Interestingly, you can also brew Cascara cold, or in the fridge overnight.

Does Cascara contain a lot of caffeine?

Caffeine content in cascara

You might be wondering how much caffeine is in Cascara, if it’s made from the cherries of the coffee plant and not the dried beans? Surprisingly, tests have revealed that Cascara contains quite modest amounts of caffeine. How much water you use and the brew time you give it makes a difference, but generally, caffeine levels are lower in Cascara tea than coffee, by up to four times.

Even though it’s less of a caffeine hit than traditional coffee, the scope for adding your own twist to the drink using herbs and spices is much greater – you can really let your imagination run wild with your Cascara. For example, steeping the Cascara with cinnamon, ginger or nutmeg creates a really unique drink (search for Hashara online for more information!) This drink is still consumed today in certain African and Middle Eastern countries. In fact, it is often drunk more commonly than coffee, because it’s less expensive to produce than dried, roasted coffee beans.

Another advantage of drinking Cascara is that it is good for the environment. Instead of simply discarding the husk of the coffee cherry, using it in Cascara tea means less waste – and there are huge amounts of the leftover husks available to be used in Cascara tea. Of course, the used Cascara is also biodegradable and can be used as fertiliser too.

What is Cascara Sagrada?

Be careful to remember the difference between Cascara coffee cherry tea and something known as bitter cascara, or Cascara Sagrada bark. This is a different product, though it does have benefits of its own. It can either be drunk as pure bark tea, or as a blend with green or black tea. So what is Cascara Sagrada used for?

Cascara Sagrada Benefits

Well, this bark from the Californian buckthorn tree is very good at… getting things moving, i.e. as a laxative. Native Americans used to swear by the health benefits of Cascara Sagrada, not only for constipation but also for joint pain and even gallstones. Cascara bark benefits really are that wide-ranging!

However, as with many ancient remedies, it’s always a good idea to talk to your doctor before using it, and be aware of Cascara side effects (according to the Article on herbal medicine published in World Journal of Hepatology, these can include stomach cramps and, rarely, dependency). Cascara sagrada toxicity is very rare, but it always pays to be careful with natural substances such as this. And if you’re thinking about consuming Cascara Sagrada during pregnancy then the advice is that you should really avoid it whilst you are pregnant, just to be on the safe side.

As a Cascara drinker, you’ll be amongst a smaller group of fans than with traditional coffee, as it isn’t yet consumed widely in the Western world. Few countries produce it in any significant volume, or export it to others, meaning that the best quality Cascara coffee cherries are often highly sought-after, but we think you’ll agree that they’re definitely worth it!


Q. What is Cascara?

A. It is the husk (fleshy outer part) of the coffee cherry – the berry that grows on the coffee plant. Instead of throwing it away or using it as fertiliser (as usually happens), it can be brewed in hot water, creating a drink more like tea than coffee.

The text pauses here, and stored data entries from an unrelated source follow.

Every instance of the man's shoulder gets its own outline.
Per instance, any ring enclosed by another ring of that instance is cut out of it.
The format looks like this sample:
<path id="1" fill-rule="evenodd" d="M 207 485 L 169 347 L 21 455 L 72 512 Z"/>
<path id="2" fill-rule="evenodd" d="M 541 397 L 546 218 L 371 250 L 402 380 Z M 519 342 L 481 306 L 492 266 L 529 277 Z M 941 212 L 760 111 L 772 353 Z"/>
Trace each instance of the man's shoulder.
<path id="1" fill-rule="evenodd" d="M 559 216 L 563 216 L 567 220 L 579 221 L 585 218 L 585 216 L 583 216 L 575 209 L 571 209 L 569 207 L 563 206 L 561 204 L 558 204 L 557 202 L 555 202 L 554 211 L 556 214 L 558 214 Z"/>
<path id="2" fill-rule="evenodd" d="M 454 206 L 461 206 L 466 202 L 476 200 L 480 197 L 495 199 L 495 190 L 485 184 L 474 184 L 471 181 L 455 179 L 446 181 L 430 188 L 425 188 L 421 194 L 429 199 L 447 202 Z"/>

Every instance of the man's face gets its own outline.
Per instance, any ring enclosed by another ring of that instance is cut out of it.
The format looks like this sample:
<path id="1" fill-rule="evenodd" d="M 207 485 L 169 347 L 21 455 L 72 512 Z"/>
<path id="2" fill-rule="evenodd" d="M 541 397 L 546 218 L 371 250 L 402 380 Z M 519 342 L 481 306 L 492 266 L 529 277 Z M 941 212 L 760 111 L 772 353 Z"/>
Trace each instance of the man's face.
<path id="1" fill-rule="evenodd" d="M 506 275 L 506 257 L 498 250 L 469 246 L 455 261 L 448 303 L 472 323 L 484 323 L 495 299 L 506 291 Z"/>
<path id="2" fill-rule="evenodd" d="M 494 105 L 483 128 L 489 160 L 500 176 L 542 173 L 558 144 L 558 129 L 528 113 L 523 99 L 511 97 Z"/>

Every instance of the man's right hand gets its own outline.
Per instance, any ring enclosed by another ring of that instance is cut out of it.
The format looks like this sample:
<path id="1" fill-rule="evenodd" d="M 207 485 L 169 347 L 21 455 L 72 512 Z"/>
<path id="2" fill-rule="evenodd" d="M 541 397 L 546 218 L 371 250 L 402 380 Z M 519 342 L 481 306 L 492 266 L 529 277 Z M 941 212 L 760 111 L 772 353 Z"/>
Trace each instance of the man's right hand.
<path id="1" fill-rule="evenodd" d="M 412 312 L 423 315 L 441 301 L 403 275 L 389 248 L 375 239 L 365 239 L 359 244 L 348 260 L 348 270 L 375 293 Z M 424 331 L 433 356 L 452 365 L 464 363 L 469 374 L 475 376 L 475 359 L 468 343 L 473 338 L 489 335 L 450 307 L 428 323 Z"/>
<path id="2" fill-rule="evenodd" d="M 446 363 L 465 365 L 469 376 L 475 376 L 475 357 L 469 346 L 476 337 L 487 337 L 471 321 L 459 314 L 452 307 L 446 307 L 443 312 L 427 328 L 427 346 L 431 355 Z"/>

Q. What does it taste like?

A. Instead of tasting like the traditional coffee we know and love, Cascara is more like a sweet, herbal tea, to which you can add your favourite blend of herbs and spices, such as ginger and nutmeg.

Q. How popular is Cascara?

A. Not as popular as coffee – in fact, it is rarely seen in the West although it is commonly consumed in certain African and Middle Eastern countries (in particular, Ethiopia and Yemen).

Q. What’s Cascara Sagrada? Is it the same thing?

A. No, the two are different things from different plants, although both make interesting and healthy drinks. Cascara Sagrada comes from the bark of the Californian buckthorn tree, which tastes bitter but has been used by native Americans for centuries and can be drunk as Cascara Sagrada tea.

Q. What are some of the health benefits of Cascara Sagrada?

A. Despite the taste, this form of bitter Cascara is said to help alleviate constipation and joint pain, but this Cascara Sagrada bark is not generally safe to consume in pregnancy.